Он разобиделся не на шутку, и, если бы Николай Николаич сделал какое-нибудь замечание или улыбнулся, недоразумение могло кончиться нешуточной вспышкой гнева.
Помолчали, занятые кофе. Разговор вообще не клеился. Николаю Николаичу не хотелось говорить, а Пузин объяснял молчание приезжего «ферта» его «гордыней не в меру». Это его обижало.
— Уж если хотите, Платон Артемьич, то я скажу вам, что говорил. Говорили мы, именно, по поводу вас, а не о вас. Хотя это вам и весьма обидно, но что же сделаешь. Порабощение птичек я, вообще, считаю бессмыслицей. Если, конечно, в уловлении их нет научной цели. Для науки, говорят, можно и человеком пожертвовать. Я-то этого не говорю. По-моему, человеком никогда нельзя жертвовать, как бы цель этой жертвы велика ни была. Вот, хотя бы я про себя скажу. Просидел я в крепости семь лет, да раньше три года в харьковской тюрьме сидел… И всё думал я, что за других страдал, за человечество… А умные юристы говорят, что я — жертва государственности. Понимаете?.. Кто-то принёс меня в жертву государственности. Вышел я на волю и вижу: государство осталось прежним, не в пользу ему пошла моя жертва… или, вернее, жертва из меня. А общество как было свинушником, так и осталось им. Поняли? Какую бесполезную жертву сделали из меня!
— Не понимаю, собственно, о какой жертве вы говорите, — возразил Пузин, барабаня пальцами по краю стола.
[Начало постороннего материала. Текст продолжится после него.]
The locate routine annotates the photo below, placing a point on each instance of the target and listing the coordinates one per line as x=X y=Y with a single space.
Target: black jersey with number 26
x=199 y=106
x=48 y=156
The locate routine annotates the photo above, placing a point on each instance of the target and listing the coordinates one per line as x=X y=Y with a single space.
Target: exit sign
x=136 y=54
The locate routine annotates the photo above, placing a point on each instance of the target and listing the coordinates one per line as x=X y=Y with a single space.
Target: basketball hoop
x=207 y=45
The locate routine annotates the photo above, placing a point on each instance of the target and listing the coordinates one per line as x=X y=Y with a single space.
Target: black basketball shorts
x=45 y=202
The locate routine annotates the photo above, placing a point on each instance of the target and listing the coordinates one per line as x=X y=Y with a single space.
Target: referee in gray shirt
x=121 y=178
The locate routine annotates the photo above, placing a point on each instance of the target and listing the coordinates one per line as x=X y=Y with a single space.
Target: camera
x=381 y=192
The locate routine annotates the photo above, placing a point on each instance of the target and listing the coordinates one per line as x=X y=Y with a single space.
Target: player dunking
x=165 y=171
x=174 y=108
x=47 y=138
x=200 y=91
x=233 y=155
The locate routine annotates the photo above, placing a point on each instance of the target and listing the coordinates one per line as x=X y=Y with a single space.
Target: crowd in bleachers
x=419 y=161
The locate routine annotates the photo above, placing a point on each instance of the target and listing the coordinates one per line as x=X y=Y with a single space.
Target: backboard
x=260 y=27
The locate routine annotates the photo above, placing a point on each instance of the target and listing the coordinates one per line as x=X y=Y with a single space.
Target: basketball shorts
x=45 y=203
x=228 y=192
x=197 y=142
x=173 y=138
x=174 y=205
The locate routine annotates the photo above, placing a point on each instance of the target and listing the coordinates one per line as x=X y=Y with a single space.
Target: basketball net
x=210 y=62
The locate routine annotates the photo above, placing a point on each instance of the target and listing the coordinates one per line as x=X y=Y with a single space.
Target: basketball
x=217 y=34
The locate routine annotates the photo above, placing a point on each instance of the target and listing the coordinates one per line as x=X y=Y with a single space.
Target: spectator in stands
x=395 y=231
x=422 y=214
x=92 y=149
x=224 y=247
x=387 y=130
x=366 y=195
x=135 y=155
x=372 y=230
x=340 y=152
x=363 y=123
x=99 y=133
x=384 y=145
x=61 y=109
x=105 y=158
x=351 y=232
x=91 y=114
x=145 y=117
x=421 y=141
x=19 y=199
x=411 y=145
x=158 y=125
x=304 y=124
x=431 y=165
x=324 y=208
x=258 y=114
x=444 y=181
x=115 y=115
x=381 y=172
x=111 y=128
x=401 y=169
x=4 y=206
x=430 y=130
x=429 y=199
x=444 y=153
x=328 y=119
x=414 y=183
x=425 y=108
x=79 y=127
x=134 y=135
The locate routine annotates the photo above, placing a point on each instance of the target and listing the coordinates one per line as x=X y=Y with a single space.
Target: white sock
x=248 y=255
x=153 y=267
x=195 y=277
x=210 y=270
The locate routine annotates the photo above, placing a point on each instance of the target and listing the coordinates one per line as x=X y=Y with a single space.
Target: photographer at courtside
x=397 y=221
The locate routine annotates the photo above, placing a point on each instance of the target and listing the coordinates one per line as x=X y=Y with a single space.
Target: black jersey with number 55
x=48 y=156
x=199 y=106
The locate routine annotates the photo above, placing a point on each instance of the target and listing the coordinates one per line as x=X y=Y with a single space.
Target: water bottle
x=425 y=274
— Вот то-то и худо, что не понимаете! Вашими устами говорит государство. Наше российское государство.
— Ей-Богу, не понимаю!
— Ведь вы — чиновник в отставке? Так сказать, маленький бюрократ?
— Да-с, я — чиновник и ордена имею! — вспылил Пузин, которому показалось, что в ссылке Николая Николаича на свинушник есть какая-то личная обида.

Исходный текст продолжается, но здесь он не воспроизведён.